To give you an indea of the difficulties involved, consider the case of the principal point. It can be proven that the principal point of a pinhole camera is the baricenter of the triangle formed by three independent vanishing points. This would seem to suggest a procedure for verifying it independently of the other intrinsic parameters: take one or more images collectively showing three or more pencils of parallel lines, detect and model said pencil of lines, estimate their vanishing points, etc. However, to precisely model the detected lines, so you can intersect them to find the vanishing points, you need to accurately undistort the images - and guess what, the center of the nonlinear lens distortion is often approximated by the principal point, so your "verification" procedure ends up using exactly the same estimated parameter you are trying to independently verify.

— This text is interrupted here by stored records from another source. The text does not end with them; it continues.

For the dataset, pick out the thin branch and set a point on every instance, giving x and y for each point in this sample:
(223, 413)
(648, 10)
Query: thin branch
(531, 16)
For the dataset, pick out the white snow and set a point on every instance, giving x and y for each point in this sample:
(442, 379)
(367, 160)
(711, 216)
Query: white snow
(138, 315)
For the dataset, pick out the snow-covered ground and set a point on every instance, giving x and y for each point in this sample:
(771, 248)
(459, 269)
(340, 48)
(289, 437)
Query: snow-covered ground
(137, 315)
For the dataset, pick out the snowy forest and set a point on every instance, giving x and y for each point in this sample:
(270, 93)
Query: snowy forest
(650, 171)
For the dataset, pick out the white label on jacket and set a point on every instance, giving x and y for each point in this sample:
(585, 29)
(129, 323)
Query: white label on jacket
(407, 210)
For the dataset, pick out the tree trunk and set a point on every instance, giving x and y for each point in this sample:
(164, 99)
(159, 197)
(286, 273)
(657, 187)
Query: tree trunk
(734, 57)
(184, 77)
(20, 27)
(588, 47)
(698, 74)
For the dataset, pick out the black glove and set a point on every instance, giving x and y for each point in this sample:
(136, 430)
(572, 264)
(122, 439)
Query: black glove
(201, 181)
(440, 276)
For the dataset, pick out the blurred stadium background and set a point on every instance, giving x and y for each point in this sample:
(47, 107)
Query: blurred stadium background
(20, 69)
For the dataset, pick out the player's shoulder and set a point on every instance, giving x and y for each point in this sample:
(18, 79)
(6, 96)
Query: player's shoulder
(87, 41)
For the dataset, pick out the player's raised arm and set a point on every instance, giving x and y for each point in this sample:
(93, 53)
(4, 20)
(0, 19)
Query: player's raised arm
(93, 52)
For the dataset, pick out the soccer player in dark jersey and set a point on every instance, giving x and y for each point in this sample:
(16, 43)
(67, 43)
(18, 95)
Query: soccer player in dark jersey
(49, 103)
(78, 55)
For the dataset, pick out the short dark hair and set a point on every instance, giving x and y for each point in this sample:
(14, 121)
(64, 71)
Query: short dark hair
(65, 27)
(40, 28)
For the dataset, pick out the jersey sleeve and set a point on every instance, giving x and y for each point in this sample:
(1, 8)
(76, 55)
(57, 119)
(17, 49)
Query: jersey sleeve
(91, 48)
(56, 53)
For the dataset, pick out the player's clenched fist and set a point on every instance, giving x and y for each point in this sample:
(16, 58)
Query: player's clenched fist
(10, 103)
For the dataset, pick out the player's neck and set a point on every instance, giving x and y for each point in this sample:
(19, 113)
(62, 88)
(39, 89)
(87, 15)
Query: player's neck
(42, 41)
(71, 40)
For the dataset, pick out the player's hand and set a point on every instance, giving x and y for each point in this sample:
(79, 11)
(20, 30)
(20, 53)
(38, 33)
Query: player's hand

You could try to work around the above difficulty by using an alternate non-parametric model of the nonlinear distortion - for example a thin-plate spline built off a grid using a cost function that only depends on deviation from linearity - as you suggest. Then again, it's tricky to come up with such a cost function that is unbiased: simple linear-least-squares fitting a straight line won't do, since the distorted images of the line points are in general not i.i.d. with respect to the underlying undistorted line. So you need to use a "local" model for each line, typically a low-order polynomial.
In the end, you are much better off just accepting that the parameters (both intrinsic and extrinsic) are coupled, and simply base your verification on the input-output needs of your actual application: determine what is an acceptable RMS reprojection error over the image area, then use independent sets of images of a known calibration object, one that somehow models the properties of the 3D scene that are important to your application, then reproject its points and verify that the errors you get are acceptable.